Recording artists also feel the pressures of contemporary celebrity culture - the insatiable coverage of celebrities’ personal lives on a worldwide scale turns fame into an increasingly important motor for selling records.
The impact of celebrity culture has become deafeningly amplified by social media, hence greater emphasis on an artist’s sense of style and presentation as well. In globalised capitalism, we understand individuals as stand-ins for the zeal of society as a whole. Rihanna is a prime example of this; while others have caved to the pressures of celebrity culture, Rihanna has reclaimed it. Through Fenty Beauty, Savage x Fenty, Fenty x Puma, perfume licensing deals, a sock collection, an upcoming furniture collection, several film roles, eight albums, and an official Barbados ambassadorship, she has amassed a reach which touches millions and drives influence. Simply put, people hold the appearance of musicians to such a high standard, because oftentimes they’re looking to be influenced, asking to be inspired, and with the immediacy of celebrity news, expect to be informed, entertained, and guided by people in the public eye.
"We're looking to be influenced, asking to be inspired."

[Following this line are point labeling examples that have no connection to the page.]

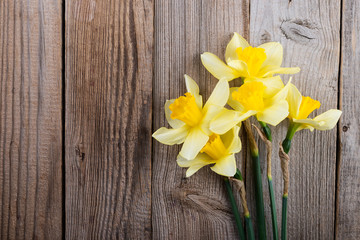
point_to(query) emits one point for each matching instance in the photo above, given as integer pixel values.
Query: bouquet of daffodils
(209, 131)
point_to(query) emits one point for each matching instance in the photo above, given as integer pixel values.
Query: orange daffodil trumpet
(210, 132)
(300, 108)
(190, 120)
(249, 100)
(219, 151)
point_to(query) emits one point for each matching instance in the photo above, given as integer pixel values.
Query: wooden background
(82, 88)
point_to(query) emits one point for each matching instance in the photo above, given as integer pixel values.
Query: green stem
(273, 209)
(289, 135)
(267, 132)
(260, 215)
(238, 175)
(248, 223)
(286, 144)
(235, 209)
(249, 228)
(284, 218)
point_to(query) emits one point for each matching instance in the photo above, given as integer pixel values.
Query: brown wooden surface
(194, 208)
(123, 59)
(108, 119)
(309, 33)
(348, 188)
(30, 120)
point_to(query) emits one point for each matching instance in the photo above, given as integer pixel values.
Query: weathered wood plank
(30, 120)
(108, 119)
(198, 207)
(348, 204)
(309, 32)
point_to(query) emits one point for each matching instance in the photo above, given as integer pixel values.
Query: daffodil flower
(190, 120)
(219, 151)
(248, 100)
(250, 63)
(300, 108)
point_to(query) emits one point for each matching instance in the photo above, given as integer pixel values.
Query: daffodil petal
(233, 103)
(236, 41)
(273, 85)
(195, 164)
(220, 94)
(240, 66)
(324, 121)
(294, 99)
(194, 142)
(274, 53)
(269, 71)
(193, 88)
(171, 136)
(174, 123)
(280, 95)
(217, 67)
(232, 140)
(275, 113)
(225, 167)
(227, 119)
(328, 119)
(209, 113)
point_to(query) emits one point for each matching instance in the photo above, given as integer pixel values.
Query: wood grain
(30, 120)
(348, 204)
(195, 207)
(108, 119)
(309, 32)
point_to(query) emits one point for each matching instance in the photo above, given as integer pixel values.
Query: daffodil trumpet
(254, 152)
(300, 108)
(250, 100)
(190, 119)
(250, 63)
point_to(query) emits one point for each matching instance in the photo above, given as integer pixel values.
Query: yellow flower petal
(226, 166)
(227, 119)
(171, 136)
(174, 123)
(328, 119)
(273, 85)
(275, 113)
(217, 67)
(294, 99)
(232, 140)
(324, 121)
(220, 94)
(210, 112)
(193, 88)
(194, 165)
(193, 143)
(269, 71)
(233, 103)
(236, 41)
(274, 53)
(240, 66)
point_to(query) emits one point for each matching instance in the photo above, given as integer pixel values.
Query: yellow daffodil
(249, 100)
(243, 60)
(218, 151)
(300, 108)
(190, 120)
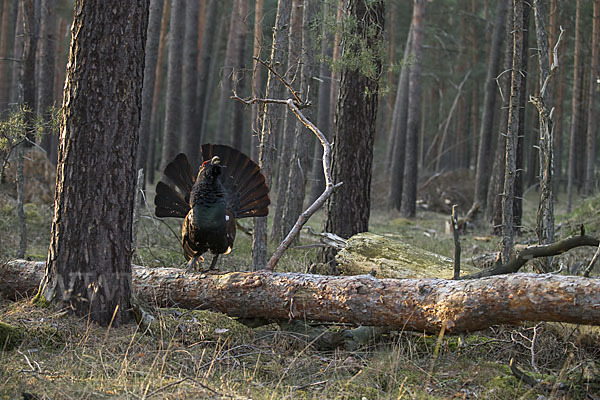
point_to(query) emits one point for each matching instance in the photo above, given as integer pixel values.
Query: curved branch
(532, 252)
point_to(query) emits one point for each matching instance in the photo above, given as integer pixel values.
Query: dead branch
(454, 221)
(295, 106)
(532, 252)
(405, 304)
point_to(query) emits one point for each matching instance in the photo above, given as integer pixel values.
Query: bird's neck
(207, 193)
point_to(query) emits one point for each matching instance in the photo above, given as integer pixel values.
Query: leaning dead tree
(411, 304)
(545, 214)
(295, 105)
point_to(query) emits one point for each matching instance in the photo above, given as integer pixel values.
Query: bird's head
(210, 168)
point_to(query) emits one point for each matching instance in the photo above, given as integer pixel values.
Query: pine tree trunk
(155, 134)
(403, 304)
(482, 172)
(398, 129)
(223, 131)
(269, 124)
(323, 117)
(493, 211)
(592, 114)
(286, 144)
(189, 79)
(523, 131)
(257, 80)
(207, 50)
(508, 229)
(545, 212)
(47, 61)
(238, 129)
(349, 206)
(150, 67)
(6, 66)
(172, 128)
(409, 183)
(299, 166)
(89, 260)
(27, 70)
(575, 109)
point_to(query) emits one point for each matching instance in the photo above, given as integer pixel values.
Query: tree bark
(409, 183)
(238, 121)
(482, 171)
(285, 144)
(6, 51)
(207, 50)
(223, 131)
(150, 67)
(269, 124)
(172, 128)
(592, 114)
(403, 304)
(47, 61)
(575, 109)
(510, 166)
(398, 130)
(348, 207)
(27, 70)
(523, 131)
(299, 166)
(257, 76)
(545, 212)
(88, 269)
(189, 79)
(158, 86)
(323, 113)
(493, 210)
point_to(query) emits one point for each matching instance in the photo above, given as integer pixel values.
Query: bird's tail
(174, 201)
(247, 190)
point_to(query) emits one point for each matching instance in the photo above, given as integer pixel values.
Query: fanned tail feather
(248, 193)
(179, 171)
(170, 202)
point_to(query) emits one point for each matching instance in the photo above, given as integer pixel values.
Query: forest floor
(199, 354)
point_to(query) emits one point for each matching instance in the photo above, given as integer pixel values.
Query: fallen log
(411, 304)
(388, 257)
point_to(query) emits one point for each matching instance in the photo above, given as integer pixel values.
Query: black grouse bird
(229, 185)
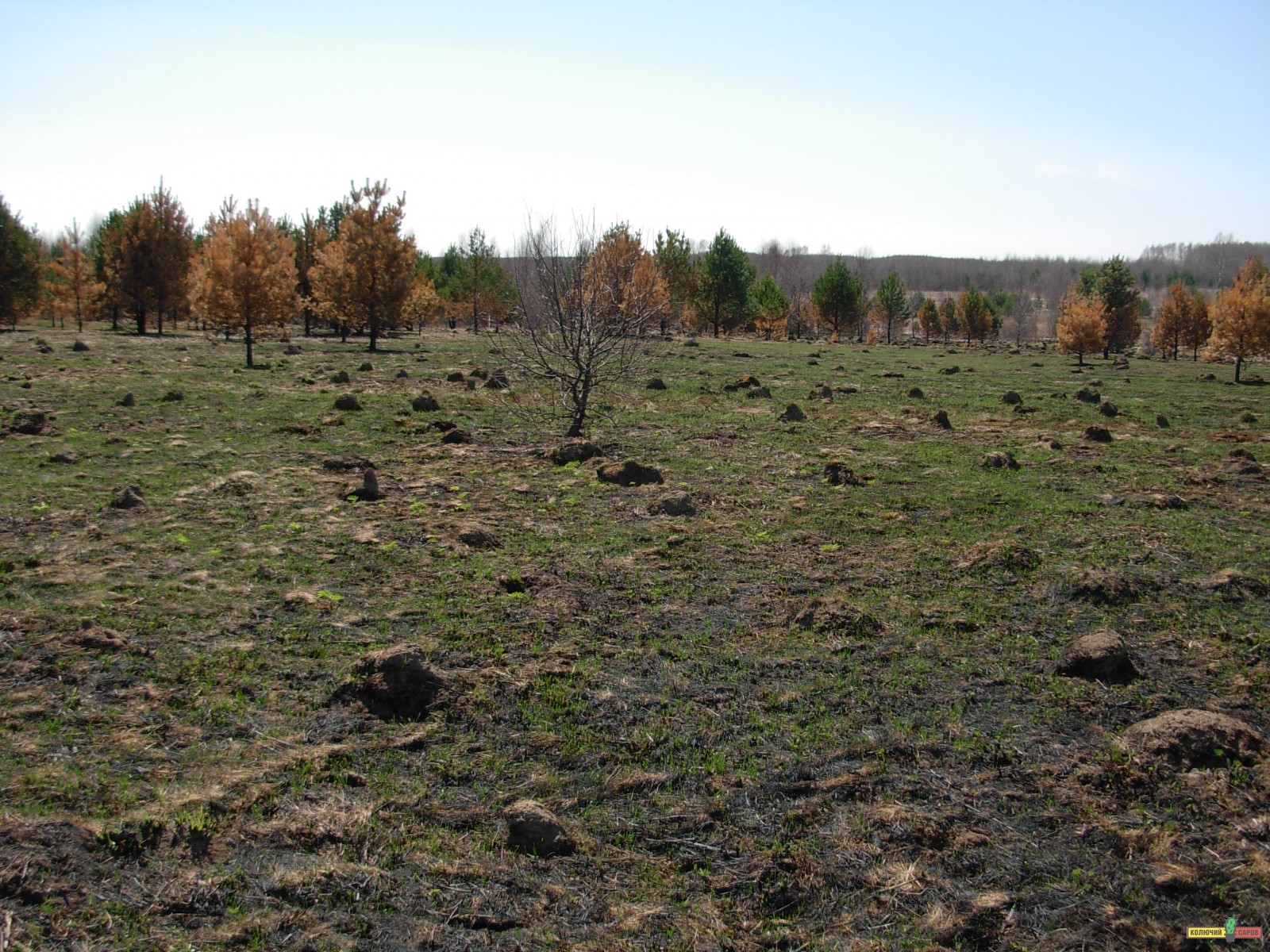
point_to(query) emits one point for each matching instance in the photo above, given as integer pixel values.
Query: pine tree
(838, 298)
(19, 267)
(725, 277)
(770, 306)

It is refreshing to see artists like Bjork, Solange, Tyler. The Creator, FKA Twigs, and others reclaim the narrative established nearly a century ago, holding agency in their authentic, not-always-commercially-salient identities, refusing to be manufactured and polished, bucking industry dogma, and crafting original spaces in which their music can thrive. If you’re anything like me, these are the type musicians that seem most attracting (both aesthetically and sonically). It is one thing to live out our own authentic lives, but we also need to support authenticity when we see it in others; in a way, this reiterates the fact that image does matter. While these artists sit outside of the lines of typical celebrity, this transgression is as much a part of their brand identity as those who conform to it in more expected ways.
The entertainment industry is bound by a set of expectations that have become normalised and repeated throughout its evolution. From just seeing an artist's picture on a record sleeve, to seeing them in films, to knowing what they are doing at any given moment via Snapchat, image is now as much a part of the music industry as sound.
We don’t have to care about what musicians and artists look like, and honestly we shouldn’t. In an ideal world, it should just be about creative people making wonderful music. But in our image-focused, mass media, stan culture, it’s so easy to find ourselves watching them too.